Enabling Slow Logs (AWS Console):

# AWS Console -> OpenSearch Service -> Domains -> [Your Domain Name] -> Actions -> Edit
# Under "Advanced options" -> "Slow log publishing"
# Enable "Index slow logs" and "Search slow logs"
# Set thresholds (e.g., 1000ms for index, 5000ms for search)
# Specify log destination (e.g., CloudWatch Logs Log Group)

Once enabled, you can create CloudWatch Metric Filters from these logs to track the frequency of slow operations and set alarms.

# AWS Console -> CloudWatch -> Log groups -> [Your Log Group] -> Metric filters -> Create metric filter
# Filter pattern: ERROR (for general errors) or specific patterns for slow logs.
# Example for slow search logs (adjust pattern based on log format):
# Pattern: "{ $.level = \"WARN\" && $.message like /took\[\d+ms\]/ && $.message like /search/ }"
# Metric Name: SlowSearchOperations
# Metric Namespace: MyOpenSearchMetrics
# Default Value: 0
# Actions: Create alarm on this metric (e.g., if SlowSearchOperations > 10 in 5 minutes).

Node-Level Monitoring (if self-managed)

If you are not using AWS OpenSearch Service and manage your own Elasticsearch cluster on EC2, you’ll need to install and configure monitoring agents like Prometheus with the `node_exporter` and `elasticsearch_exporter`, or use tools like `Filebeat` and `Metricbeat` to send data to a central Elasticsearch/Kibana instance.

Example `metricbeat.yml` configuration for Elasticsearch metrics:

metricbeat.modules:
- module: elasticsearch
  period: 10s
  hosts: ["http://localhost:9200"] # Or your Elasticsearch host
  xpack.enabled: true # If using X-Pack monitoring
  # Optional: If using security features
  # username: "elastic"
  # password: "changeme"

- module: node
  period: 10s
  metricsets:
    - cpu
    - memory
    - disk
    - network
  hosts: ["localhost"]

output.elasticsearch:
  hosts: ["http://localhost:9200"] # Or your Elasticsearch host
  # username: "elastic"
  # password: "changeme"

Ensure Metricbeat is configured to send its own logs to a separate, healthy Elasticsearch cluster or to CloudWatch Logs for monitoring the monitoring system itself.

Alerting and Notification Strategy

A robust alerting strategy is paramount.
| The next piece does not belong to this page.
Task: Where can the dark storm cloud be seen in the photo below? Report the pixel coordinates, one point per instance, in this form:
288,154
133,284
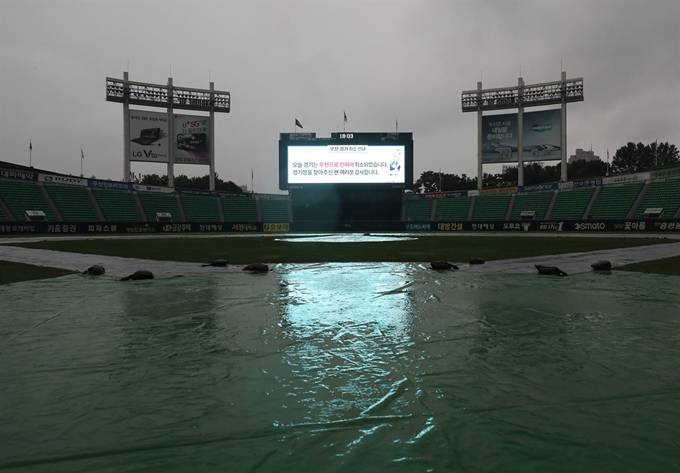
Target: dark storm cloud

Use AWS Simple Notification Service (SNS) to fan out alerts to various endpoints:

Email: For immediate, human-readable notifications.
Slack/PagerDuty: Integrate via SNS subscriptions or Lambda functions for on-call engineer alerts.
AWS Lambda: Trigger automated remediation actions (e.g., restarting a service, scaling up an instance) based on specific alarms.

Define clear alert thresholds and escalation policies. Avoid alert fatigue by tuning alarms to be actionable and relevant. Regularly review and refine your monitoring and alerting setup as your application and infrastructure evolve.